Un comitato di esperti garantisce la qualità del lavoro delle compagnie, permettendo una buona circuitazione artistica e lo sviluppo di progetti ad hoc, ai quali le compagnie possono aderire o meno, sulla base dei loro interessi artistici. Ma qual è la novità? È che fino ad ora Être era un mondo che non poteva espandersi, perché vincolato ai gruppi teatrali vincitori del bando della Fondazione Cariplo del 2007.
Adesso Etre cerca invece nuovi associati, e questa è una buona opportunità per tutti. Difficile comunicare Etre, ci racconta Cristina Carlini, una delle coordinatrici dell’associazione, perché tutti conoscono e riconoscono le compagnie teatrali ma pochi sanno che l’associazione, soprattutto, coordina e gestisce progetti di grande portata, che hanno tutti un respiro internazionale.

Come quello di portare le compagnie al Fringe di Edimburgo. Come il grande festival in programmazione per marzo del 2012, già in preparazione. Difficile anche che tutte le compagnie che aderiscono vengano trattate allo stesso modo, non da Être, ma da stampa e pubblico, che spesso poco conosce e approfondisce.
Klp sarà qui per questo. Per seguire, da ora a settembre e con una ripresa autunnale, cosa faranno le compagnie di Être, e vedere come funziona. Senza remore. Con pregi e difetti. Ma certo con la voglia di dare voce e respiro a un progetto che sa di apertura e voglia di cambiamento.

Abbiamo iniziato con “Il ritratto della salute” di Chiara Stoppa e Mattia Fabris, della compagnia A.T.I.R., inserito e promosso da Etre nel Festival Mixitè dello Spazio Mil di Sesto San Giovanni, festival organizzato dalla compagnia Dionisi in programmazione fino a domani, 3 luglio.
Lo spettacolo è estremamente difficile da presentare.
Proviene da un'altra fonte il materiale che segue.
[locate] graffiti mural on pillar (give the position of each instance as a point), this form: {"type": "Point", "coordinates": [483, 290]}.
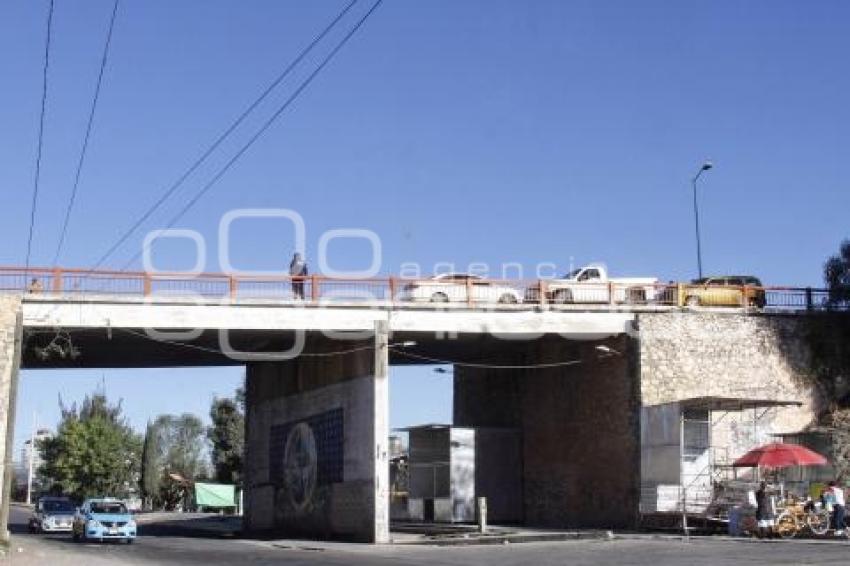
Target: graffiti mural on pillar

Questo perché il tema, caldo e scottante, è di per sé già qualcosa che si fa fatica a commentare. Chiara, l’attrice protagonista, semplicemente racconta la sua storia.
Ed è la storia di una ragazza di 26 anni che, mentre era in tournée a Messina, con i suoi compagni di scena, con l’allegria di una giovane attrice, ha scoperto di essere malata. Malata per davvero, di una malattia spesso incurabile, il linfoma di Hodgkin.
La sua vita ne viene inevitabilmente sconvolta.
Chiara racconta allora lo sgomento di fronte a questa malattia, più che altro lo stupore: “A me? Come può essere successo a me?”, e la positività e la voglia di una giovane donna di andare avanti a vivere, di fare la spesa come tutti, di stare un’ora in coda in tangenziale, la voglia di normalità e l’asfissia delle pareti delle stanze sterili dell’ospedale dalle quali non sa se uscirà mai.
È la storia di tutti quelli che hanno vissuto una malattia come il cancro, che avvicina le persone a questa malefica e strana condizione, che tutti temono ma pochi, a parte chi l’ha vissuta da vicino, conoscono per davvero.

Lo spettacolo è semplice e diretto, in scena un solo oggetto, che diventa tutto il mondo di Chiara, la sedia a rotelle, la macchina per scappare, il letto, la tac, e l’attrice che racconta. Essenziale e per questo emotivamente coinvolgente. Si crea una sorta di triangolazione tra il pubblico, l’attrice che è in scena e il malato, quello strano essere che il tuo corpo ti fa diventare, un essere distante, spesso sconosciuto, che molti evitano o non capiscono. Difficile da giudicare. Perché Chiara non fa grandi cose in scena e recita come se stesse parlando a ognuno, dritto negli occhi. Forse proprio per questo lo spettacolo arriva. Molto più che se avesse fatto chissà che cosa.

Perché la malattia, quando arriva, è proprio questo. Un fulmine in mezzo alla tua normalità. Ma tu non cambi. Sei sempre tu. Inutile dire che la vita è cambiata, che sei una persona migliore. Chi vive e lo ha vissuto lo sa. Si sta molto meglio senza tutto questo. Il coraggio di dirlo, schiettamente, è già tantissimo.